Saudi Arabia has built execution capacity at extraordinary speed. But execution costs money. Giga-projects cost money. Tourism infrastructure costs money. Industrial policy costs money. Housing, digital government, healthcare, transport, culture, sports, entertainment, and energy transitions all require capital.
The 2025 annual report is designed to show progress. It is not designed to show the full fiscal cost of progress.
That is why the annual report must be read beside Saudi budget documents, IMF analysis, World Bank context, and PIF strategy materials. The integrated question is simple: who pays for the second half of Vision 2030?

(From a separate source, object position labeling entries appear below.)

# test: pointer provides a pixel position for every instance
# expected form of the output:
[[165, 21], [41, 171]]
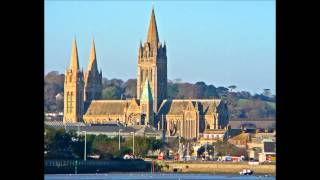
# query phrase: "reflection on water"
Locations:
[[146, 176]]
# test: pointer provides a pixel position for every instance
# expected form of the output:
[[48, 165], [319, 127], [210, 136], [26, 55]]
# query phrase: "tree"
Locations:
[[232, 87]]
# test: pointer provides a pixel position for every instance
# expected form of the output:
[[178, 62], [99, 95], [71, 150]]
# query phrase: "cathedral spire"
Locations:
[[146, 92], [74, 64], [92, 59], [153, 37]]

In the first phase, public capital could lead aggressively. That made strategic sense. The state needed to create markets, signal commitment, build infrastructure, and pull private actors into sectors that did not yet exist. But as the program matures, public spending becomes a constraint. The more Vision depends on public capex, the more it is exposed to oil revenue, budget priorities, project phasing, debt, and opportunity cost.
The annual report uses strong language around private-sector growth and investment. Some indicators support that story: private-sector contribution to GDP, SME lending, SME employment, tourism spend, and FDI improvement. But the report does not show enough about private capital at risk.

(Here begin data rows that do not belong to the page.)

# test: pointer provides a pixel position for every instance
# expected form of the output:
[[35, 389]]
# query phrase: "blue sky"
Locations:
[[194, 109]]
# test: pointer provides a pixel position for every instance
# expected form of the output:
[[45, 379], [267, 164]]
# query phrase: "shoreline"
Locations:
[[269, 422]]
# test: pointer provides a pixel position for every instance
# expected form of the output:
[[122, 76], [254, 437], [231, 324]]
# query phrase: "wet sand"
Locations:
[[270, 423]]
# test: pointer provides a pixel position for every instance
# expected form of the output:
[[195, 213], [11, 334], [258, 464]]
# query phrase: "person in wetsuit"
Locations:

That phrase matters: at risk.
A supplier paid by a public project is private-sector activity, but the demand is state-created. A contractor building a giga-project is private-sector revenue, but not necessarily private risk capital. A joint venture serving a government anchor client is private participation, but may still depend on public spending. Real private-sector transformation occurs when firms invest capital because they expect durable market returns, not merely because the state is buying.
The PIF strategy language around investment efficiency and financial returns suggests officials understand the shift. The next phase needs more co-investment, more returns discipline, more asset recycling, and more prioritization. It also needs transparency about project phasing.

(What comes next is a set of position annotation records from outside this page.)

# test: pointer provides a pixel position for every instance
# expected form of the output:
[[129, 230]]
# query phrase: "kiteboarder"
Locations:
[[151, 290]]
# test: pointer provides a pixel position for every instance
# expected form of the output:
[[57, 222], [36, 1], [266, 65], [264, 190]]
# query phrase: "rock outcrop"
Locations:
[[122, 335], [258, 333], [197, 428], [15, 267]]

This is especially important for giga-projects. A project can remain strategically important while being phased, resized, reprioritized, or sequenced. That is not failure. It is portfolio management. But if the public narrative only allows “on track” language, then normal capital discipline can look like contradiction.
For investors, the fiscal question is not whether Saudi Arabia can spend. It can. The question is whether the spending creates assets and firms that reduce the need for future spending.
For officials, the strongest disclosure would be a Vision capital stack: budget funding, PIF funding, debt, private co-investment, land value, user revenue, asset sales, and expected returns. That would make the transformation more credible because it would show how public capital is being recycled into sustainable economic capacity.
For Saudi Vision 2030, this article should be the macro frame for the entire series. Vision 2030 is not running out of ambition. It is entering the phase where ambition has to compete with capital efficiency.
The first half asked whether Saudi Arabia could move. The second half asks whether the movement pays.
The macro overlay makes the fiscal question unavoidable. Official statistical and budget material point to 2025 real growth around 4.5%, with oil activities up roughly 5.7% and non-oil activities up roughly 4.9%, while the 2026 budget statement frames growth around the mid-4% range. But that sits beside large deficits: about SAR 245 billion for 2025 and about SAR 165 billion for 2026. IMF commentary adds a second pressure point by warning that fiscal and current-account deficits may persist over the medium term even with ample buffers.
That does not mean Saudi Arabia cannot finance Vision 2030. It means the question has changed. The key metric is no longer spending capacity alone; it is whether public capital produces assets, firms, and cash flows that reduce future public-capital dependence. The best fiscal disclosure would connect budget spending, PIF deployment, debt, guarantees, land transfers, subsidies, user revenues, private co-investment, and expected return logic in one capital stack.